Die Begriffe „Verletzter“ und „Opfer“ werden dabei weitgehend synonym gebraucht, wobei der Begriff „Opfer“ stark viktimologisch geprägt und emotional aufgeladen ist. Zudem weist er mehr in die Richtung von prozessualen Abwehrrechten und gerichtlicher Fürsorgepflicht bzw. unterstreicht die besondere staatliche Verantwortung, Eingriffe in die Sphäre des Verletzten möglichst gering zu halten und auf ein absolutes Mindestmaß zu reduzieren[4]. Trotzdem muss der Verletzte, der in seiner Zeugeneigenschaft für Gericht, Staatsanwaltschaft und Verteidigung als zentrales Beweismittel des Strafverfahrens und Quelle für die Erforschung der Wahrheit fungiert, prozessual in dieser Zeugenrolle bis zum rechtskräftigen Abschluss des Verfahrens verbleiben.

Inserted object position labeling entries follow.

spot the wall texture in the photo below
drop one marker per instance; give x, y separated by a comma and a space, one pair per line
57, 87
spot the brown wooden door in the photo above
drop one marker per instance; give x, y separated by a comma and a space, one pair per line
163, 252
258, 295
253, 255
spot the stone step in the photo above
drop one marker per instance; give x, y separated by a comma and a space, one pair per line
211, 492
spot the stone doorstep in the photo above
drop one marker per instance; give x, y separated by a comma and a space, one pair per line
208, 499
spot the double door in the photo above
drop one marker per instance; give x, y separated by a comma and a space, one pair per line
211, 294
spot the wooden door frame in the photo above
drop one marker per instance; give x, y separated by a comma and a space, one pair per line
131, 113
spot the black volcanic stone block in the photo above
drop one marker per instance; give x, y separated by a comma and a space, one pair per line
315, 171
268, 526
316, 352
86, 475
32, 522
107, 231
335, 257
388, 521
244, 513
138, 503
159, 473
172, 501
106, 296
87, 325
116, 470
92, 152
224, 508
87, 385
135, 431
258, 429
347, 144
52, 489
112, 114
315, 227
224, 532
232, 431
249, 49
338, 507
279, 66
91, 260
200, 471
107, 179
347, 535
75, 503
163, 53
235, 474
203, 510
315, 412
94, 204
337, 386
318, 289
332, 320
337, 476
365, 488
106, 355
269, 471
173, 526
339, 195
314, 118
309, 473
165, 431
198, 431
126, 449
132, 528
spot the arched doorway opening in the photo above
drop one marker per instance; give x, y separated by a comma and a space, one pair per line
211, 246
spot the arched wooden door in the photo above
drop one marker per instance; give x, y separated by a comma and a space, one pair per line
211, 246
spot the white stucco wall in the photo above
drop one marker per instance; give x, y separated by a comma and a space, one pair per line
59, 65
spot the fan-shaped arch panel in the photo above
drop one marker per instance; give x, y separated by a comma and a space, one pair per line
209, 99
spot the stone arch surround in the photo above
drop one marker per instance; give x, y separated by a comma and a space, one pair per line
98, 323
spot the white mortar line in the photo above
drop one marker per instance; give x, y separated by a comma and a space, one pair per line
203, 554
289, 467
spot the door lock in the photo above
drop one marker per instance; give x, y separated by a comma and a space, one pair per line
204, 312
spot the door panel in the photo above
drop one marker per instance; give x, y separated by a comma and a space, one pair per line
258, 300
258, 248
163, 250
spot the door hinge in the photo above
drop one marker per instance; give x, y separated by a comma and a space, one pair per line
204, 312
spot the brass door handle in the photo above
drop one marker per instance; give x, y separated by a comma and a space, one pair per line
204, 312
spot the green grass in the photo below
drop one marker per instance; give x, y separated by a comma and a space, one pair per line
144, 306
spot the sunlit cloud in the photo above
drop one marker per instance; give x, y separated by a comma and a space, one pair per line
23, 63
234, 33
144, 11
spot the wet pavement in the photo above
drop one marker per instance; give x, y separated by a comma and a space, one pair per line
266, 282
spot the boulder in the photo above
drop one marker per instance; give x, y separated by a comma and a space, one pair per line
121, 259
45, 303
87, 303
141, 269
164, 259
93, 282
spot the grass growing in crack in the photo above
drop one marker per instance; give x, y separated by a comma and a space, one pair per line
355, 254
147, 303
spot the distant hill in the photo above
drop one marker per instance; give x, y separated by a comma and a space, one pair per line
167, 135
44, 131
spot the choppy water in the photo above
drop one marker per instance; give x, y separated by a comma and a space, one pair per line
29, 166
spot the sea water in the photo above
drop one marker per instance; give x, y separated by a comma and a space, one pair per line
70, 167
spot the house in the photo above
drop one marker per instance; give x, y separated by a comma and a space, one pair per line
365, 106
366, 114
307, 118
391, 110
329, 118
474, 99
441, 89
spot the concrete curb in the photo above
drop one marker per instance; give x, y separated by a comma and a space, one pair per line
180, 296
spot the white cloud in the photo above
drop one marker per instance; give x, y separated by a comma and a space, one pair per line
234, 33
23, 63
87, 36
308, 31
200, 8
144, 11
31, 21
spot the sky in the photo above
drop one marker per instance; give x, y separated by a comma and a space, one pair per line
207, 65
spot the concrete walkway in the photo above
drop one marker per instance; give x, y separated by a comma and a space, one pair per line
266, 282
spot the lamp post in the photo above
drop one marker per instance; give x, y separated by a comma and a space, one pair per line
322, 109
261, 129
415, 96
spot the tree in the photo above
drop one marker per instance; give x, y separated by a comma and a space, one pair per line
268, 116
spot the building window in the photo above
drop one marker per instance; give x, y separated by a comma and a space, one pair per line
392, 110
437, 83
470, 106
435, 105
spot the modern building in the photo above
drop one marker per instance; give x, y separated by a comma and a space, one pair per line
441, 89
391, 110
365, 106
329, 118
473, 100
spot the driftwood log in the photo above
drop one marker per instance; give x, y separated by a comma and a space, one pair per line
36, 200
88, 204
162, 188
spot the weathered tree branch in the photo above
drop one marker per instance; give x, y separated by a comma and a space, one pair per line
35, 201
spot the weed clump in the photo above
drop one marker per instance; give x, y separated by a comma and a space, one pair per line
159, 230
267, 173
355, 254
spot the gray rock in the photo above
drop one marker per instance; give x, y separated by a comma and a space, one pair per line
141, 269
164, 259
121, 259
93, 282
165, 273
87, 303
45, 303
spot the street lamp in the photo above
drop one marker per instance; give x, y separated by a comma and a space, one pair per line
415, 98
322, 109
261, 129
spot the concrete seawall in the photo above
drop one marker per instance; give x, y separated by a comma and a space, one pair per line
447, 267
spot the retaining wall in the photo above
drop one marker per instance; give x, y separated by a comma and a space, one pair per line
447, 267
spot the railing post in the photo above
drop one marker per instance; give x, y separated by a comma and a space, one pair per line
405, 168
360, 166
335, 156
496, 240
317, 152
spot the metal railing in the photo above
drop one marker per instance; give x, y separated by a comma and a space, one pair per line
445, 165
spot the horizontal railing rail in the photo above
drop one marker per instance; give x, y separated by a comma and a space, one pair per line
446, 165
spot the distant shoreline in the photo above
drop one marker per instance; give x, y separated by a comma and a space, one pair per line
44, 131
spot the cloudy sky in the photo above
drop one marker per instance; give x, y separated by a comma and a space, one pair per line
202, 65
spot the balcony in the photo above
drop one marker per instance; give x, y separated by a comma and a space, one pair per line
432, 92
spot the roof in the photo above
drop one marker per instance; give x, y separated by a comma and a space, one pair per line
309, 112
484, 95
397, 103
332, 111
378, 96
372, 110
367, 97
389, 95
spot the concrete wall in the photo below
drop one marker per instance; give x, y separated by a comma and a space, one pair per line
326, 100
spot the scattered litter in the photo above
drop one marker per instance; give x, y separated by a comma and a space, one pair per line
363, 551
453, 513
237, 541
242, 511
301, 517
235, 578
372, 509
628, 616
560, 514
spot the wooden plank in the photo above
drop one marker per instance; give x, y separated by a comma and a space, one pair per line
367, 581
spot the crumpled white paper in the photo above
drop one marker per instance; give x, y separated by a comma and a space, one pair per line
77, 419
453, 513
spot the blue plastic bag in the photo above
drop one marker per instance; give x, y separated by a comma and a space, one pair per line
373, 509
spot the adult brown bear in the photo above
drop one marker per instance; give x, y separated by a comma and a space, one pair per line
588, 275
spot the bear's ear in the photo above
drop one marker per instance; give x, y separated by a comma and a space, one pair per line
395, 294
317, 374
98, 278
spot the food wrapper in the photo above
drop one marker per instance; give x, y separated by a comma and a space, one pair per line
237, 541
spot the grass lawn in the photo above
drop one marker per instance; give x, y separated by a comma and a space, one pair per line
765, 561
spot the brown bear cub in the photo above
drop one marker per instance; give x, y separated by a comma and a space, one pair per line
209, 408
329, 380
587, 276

Obwohl der Gesetzgeber zwischenzeitlich in mehreren sogenannten „Opferschutzgesetzen“ insbesondere die Bestimmungen der StPO sowie des GVG umfangreich ergänzt und erweitert hat, findet sich dort der Begriff des „Opfers“ – mit Ausnahme im Zusammenhang mit dem sog. „Täter-Opfer-Ausgleich“ – nicht. Stattdessen wird weitgehend vom „Verletzten“ gesprochen. Angesichts einer ohnehin emotional sehr aufgeladenen Debatte, die bedauerlicherweise zum Teil die erforderliche Objektivität und Sachlichkeit vermissen lässt, sofern es um die Begründung bzw. Rechtfertigung von Teilhaberechten des Verletzten am Strafprozess geht, tut eine Objektivierung und Versachlichung not, da auf diese Weise der einzelne Betroffene aus dem normativ und emotional aufgeladenen Kontext der Opferstellung herausgelöst und der Blick auf den eigentlichen Kern des Strafrechts, nämlich den Schutz von Rechtsgütern[5], fokussiert werden kann.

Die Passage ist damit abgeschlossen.